Complaints, Complaints, Complaints

This particular ombudsparticular has been flooded with complaints about the scarcity of one Pinko Punko, someone known as “UC”, and a rogue bird, to which I respond, am I 3B’s keeper? I think not. I’m here to listen to your complaints and then to tell you, they don’t matter. Suck on that whiners.

It is apparent that a mere spam comment can amuse you for hours on end (thank you zmurringo, and no, I do not need help in unlocking my phone). Why must a bull actually be in house? Are you that insecure? Carry on!

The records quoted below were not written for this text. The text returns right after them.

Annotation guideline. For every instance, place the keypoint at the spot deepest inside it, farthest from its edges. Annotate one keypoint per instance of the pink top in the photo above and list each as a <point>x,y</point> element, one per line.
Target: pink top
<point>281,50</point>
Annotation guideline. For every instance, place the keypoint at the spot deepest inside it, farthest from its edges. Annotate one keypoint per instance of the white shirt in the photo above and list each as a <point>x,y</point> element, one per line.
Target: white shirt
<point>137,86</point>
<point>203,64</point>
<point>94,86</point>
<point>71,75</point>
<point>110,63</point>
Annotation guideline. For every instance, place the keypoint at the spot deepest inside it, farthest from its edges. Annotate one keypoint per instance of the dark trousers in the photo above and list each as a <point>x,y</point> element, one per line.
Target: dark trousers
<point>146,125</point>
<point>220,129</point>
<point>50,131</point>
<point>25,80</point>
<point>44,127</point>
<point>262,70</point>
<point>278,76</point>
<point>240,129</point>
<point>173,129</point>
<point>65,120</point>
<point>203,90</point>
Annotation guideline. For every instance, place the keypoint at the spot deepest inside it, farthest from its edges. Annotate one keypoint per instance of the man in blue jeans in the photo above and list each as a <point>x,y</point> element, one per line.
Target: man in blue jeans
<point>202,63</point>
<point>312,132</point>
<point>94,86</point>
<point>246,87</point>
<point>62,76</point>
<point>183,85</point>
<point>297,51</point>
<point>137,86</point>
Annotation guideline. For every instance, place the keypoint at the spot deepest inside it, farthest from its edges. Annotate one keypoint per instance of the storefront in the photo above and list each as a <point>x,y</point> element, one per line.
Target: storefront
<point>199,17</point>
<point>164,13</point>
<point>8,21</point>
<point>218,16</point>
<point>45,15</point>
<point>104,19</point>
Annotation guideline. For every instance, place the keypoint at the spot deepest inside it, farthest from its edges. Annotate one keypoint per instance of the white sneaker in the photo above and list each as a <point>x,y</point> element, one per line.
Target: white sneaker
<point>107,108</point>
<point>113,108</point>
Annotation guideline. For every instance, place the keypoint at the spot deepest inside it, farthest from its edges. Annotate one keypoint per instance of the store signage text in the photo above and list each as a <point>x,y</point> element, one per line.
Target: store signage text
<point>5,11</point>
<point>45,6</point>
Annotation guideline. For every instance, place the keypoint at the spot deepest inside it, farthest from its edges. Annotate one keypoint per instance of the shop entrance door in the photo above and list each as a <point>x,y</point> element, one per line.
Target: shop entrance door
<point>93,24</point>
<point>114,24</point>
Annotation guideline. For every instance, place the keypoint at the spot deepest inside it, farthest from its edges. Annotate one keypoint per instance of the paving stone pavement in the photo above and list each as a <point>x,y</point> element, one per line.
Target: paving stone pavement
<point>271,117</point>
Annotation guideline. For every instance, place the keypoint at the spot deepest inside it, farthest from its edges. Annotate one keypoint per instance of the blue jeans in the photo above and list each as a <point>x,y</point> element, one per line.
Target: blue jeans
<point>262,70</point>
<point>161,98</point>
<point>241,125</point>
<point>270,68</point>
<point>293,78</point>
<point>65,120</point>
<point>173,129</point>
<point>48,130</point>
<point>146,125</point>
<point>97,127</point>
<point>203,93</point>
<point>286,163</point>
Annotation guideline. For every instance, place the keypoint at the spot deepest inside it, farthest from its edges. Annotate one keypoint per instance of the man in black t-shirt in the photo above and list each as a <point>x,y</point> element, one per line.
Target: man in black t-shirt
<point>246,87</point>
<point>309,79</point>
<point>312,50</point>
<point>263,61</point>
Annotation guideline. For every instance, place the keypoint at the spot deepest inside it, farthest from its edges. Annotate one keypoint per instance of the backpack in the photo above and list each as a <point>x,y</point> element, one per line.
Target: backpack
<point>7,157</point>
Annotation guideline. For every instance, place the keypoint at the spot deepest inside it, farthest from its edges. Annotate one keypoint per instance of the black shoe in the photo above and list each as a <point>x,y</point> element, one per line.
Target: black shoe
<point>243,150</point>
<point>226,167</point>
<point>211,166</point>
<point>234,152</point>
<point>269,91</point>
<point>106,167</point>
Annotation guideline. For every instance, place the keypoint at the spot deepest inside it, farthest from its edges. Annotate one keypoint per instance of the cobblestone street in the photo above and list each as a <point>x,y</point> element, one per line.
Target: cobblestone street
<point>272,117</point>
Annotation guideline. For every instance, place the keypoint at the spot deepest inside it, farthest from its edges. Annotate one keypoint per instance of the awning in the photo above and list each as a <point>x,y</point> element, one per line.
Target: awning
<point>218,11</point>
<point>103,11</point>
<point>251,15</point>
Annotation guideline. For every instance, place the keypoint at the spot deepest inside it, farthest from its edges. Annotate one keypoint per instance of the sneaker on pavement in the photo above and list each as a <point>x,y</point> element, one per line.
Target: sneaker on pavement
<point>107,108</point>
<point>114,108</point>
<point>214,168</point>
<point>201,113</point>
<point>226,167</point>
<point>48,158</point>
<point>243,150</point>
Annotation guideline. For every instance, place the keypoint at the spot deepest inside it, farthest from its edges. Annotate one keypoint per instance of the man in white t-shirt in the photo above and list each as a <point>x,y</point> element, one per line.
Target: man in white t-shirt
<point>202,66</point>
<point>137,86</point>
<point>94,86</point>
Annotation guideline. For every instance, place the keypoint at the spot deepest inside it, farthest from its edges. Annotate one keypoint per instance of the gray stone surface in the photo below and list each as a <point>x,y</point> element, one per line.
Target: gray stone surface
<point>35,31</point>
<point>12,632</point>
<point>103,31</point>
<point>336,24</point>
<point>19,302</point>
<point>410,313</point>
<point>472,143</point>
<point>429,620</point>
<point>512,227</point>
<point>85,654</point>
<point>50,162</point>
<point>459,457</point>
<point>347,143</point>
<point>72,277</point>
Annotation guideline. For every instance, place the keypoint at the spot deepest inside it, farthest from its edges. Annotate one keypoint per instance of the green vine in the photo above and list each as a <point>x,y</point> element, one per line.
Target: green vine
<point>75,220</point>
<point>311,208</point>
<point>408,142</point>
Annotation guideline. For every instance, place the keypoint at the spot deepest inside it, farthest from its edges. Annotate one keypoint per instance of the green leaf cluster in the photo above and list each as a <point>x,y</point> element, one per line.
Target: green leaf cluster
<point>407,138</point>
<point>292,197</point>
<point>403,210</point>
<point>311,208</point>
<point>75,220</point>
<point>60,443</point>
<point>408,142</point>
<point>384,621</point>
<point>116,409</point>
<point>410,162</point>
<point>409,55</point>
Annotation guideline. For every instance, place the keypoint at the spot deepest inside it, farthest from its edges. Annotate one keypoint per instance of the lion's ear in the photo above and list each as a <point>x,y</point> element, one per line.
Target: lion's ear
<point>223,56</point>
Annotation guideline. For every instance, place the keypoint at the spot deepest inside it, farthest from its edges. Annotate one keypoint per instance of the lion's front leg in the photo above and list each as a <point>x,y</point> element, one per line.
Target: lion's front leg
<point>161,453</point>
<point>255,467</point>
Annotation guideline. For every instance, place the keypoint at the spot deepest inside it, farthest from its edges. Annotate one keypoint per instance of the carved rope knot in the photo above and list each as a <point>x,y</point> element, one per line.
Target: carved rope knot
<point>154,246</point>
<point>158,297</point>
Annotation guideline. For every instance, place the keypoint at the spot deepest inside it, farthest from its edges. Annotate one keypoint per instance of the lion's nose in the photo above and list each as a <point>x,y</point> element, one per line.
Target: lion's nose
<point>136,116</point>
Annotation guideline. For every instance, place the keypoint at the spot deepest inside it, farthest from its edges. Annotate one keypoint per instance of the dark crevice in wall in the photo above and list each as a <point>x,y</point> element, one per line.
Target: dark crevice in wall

What I do need help with are the endless complaints, the endless whinery, the whimpery of the masses or half-massed. Feel free to chime in any other ombudslackers! Yes, this obmudsperson is complaining. If an ombudsperson complains, does anyone hear it? What is the sound of one ombudsperson complaining? Hmm?

Great, it appears Pinko has donned his chiding pants and now we are all being taken to task.

Absolute Power Has Corrupted 3B’s

It has come to our attention that the new, temporary omnipantedbudsgloobperson has let the half-assed power bestowed by MenD, go to his/her head.

We would like to step in at this moment as the new voice of ombudsreason and suggest an intervention. We will be fielding complaints about blatant grab for power and will also be restoring power (half-assed, of course) to the banned.

All power at 3B’s is always supposed to remain at the half-assed setting. This pegging of the power needle to the *full-assed power grab* location is unacceptable will not be tolerated.

Please leave your complaints, suggestions, and recipes regarding the new and even more temporary ombudsglooobpanted person below.

We apologize and want you to know, we take your suggestions seriously.